Confused: Detecting Dependency Confusion Before Attackers Exploit Your Private Packages
Hook
In 2021, a security researcher earned $130,000 in bug bounties by uploading packages with names like "aws-api" and "azure-cli" to public registries, then watching as companies accidentally installed them. Your build pipeline might be next.
Context
Dependency confusion—also called namespace shadowing—exploits a subtle quirk in how package managers resolve dependencies. When your application declares a dependency, most package managers check both your configured private registry and public repositories like npm or PyPI. If a package exists in both locations, the manager typically chooses whichever has the higher version number. This behavior creates an attack vector: if you use an internal package called "payment-processor" that isn't registered on PyPI, an attacker can publish a malicious package with that exact name to the public registry. Bump the version to something absurdly high like 999.0.0, and suddenly every build that doesn't explicitly pin to your private registry will pull down the attacker's code instead of yours.

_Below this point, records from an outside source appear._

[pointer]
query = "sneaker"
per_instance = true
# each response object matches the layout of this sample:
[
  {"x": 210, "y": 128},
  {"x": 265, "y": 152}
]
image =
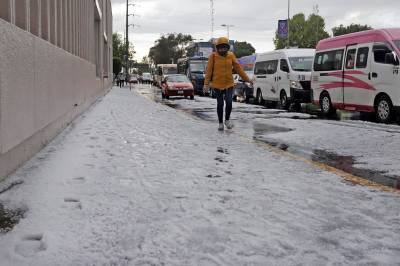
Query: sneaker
[{"x": 228, "y": 124}]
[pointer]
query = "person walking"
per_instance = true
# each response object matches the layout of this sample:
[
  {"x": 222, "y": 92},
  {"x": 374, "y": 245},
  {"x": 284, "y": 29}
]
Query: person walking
[{"x": 219, "y": 76}]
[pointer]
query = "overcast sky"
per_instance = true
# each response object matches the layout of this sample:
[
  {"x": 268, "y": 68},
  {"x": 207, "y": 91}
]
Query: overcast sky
[{"x": 255, "y": 20}]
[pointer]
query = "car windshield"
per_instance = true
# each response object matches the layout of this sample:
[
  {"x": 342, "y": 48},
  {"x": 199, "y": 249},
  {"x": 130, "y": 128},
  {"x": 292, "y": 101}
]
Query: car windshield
[
  {"x": 397, "y": 43},
  {"x": 303, "y": 64},
  {"x": 198, "y": 66},
  {"x": 178, "y": 78},
  {"x": 170, "y": 70}
]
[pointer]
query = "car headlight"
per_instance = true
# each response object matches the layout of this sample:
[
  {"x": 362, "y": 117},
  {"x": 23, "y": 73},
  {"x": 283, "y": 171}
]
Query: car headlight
[{"x": 295, "y": 84}]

Alex Birsan's 2021 disclosure revealed this wasn't theoretical—he successfully executed dependency confusion attacks against Apple, Microsoft, PayPal, and dozens of other companies by programmatically identifying internal package names (often leaked through JavaScript source maps or GitHub repositories) and uploading harmless proof-of-concept packages to public registries. The companies' CI/CD pipelines automatically downloaded and executed his code. The security industry needed a defensive tool that could identify these vulnerable namespace gaps before attackers did. That's where Confused enters: a simple scanner that inverts the attacker's methodology, helping development teams audit their own dependencies for exposure.
Technical Insight
Confused's architecture is deliberately minimal. Written in Go and distributed as a single static binary, it operates as a manifest parser coupled with registry API clients. The tool reads dependency files in their native formats—requirements.txt for Python, package.json for Node.js, composer.json for PHP, pom.xml for Maven, and Gemfile.lock for Ruby—extracts package identifiers, then queries each ecosystem's public registry to determine whether those packages exist publicly.
Here's how you'd scan a Python project in a CI pipeline:
# Install confused (downloads ~5MB Go binary)

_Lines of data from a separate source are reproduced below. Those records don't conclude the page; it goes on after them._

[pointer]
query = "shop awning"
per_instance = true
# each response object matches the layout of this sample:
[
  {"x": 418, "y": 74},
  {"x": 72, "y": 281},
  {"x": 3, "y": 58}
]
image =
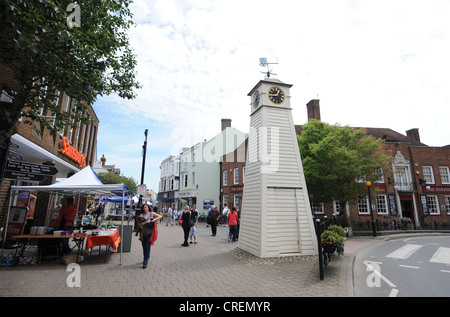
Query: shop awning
[{"x": 85, "y": 182}]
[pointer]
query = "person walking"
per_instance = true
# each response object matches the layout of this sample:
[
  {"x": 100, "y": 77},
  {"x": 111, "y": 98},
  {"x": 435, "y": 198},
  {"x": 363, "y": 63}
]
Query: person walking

curl -L https://github.com/visma-prodsec/confused/releases/latest/download/confused-linux-amd64 -o confused
chmod +x confused
# Scan requirements.txt for dependency confusion vulnerabilities
./confused -l requirements.txt
# Example output:
# [!] Package 'internal-auth-lib' not found on PyPI
# [!] Package 'company-data-models' not found on PyPI
# [+] Package 'requests' found on PyPI
# [+] Package 'django' found on PyPI
The packages flagged with [!] represent potential attack vectors—these are dependencies your application expects to find, but which don't exist in the public registry. An attacker could register these names and potentially compromise your builds. For a more sophisticated scan that filters out known-safe namespaces, you'd use the -s flag with wildcard patterns:
# Skip packages matching our organization's namespace pattern
./confused -l package.json -s "@mycompany/*"
# Multiple namespace patterns
./confused -l requirements.txt -s "mycompany-*" -s "internal-*"
Internally, Confused maintains registry client implementations for each ecosystem. The PyPI client, for instance, hits the simple JSON API endpoint at https://pypi.org/pypi/{package_name}/json and checks for a 200 response. The npm client queries https://registry.npmjs.org/{package_name}. Maven is slightly more complex—it checks Maven Central's search API because Maven coordinates include groupId and artifactId, requiring both components to uniquely identify a package.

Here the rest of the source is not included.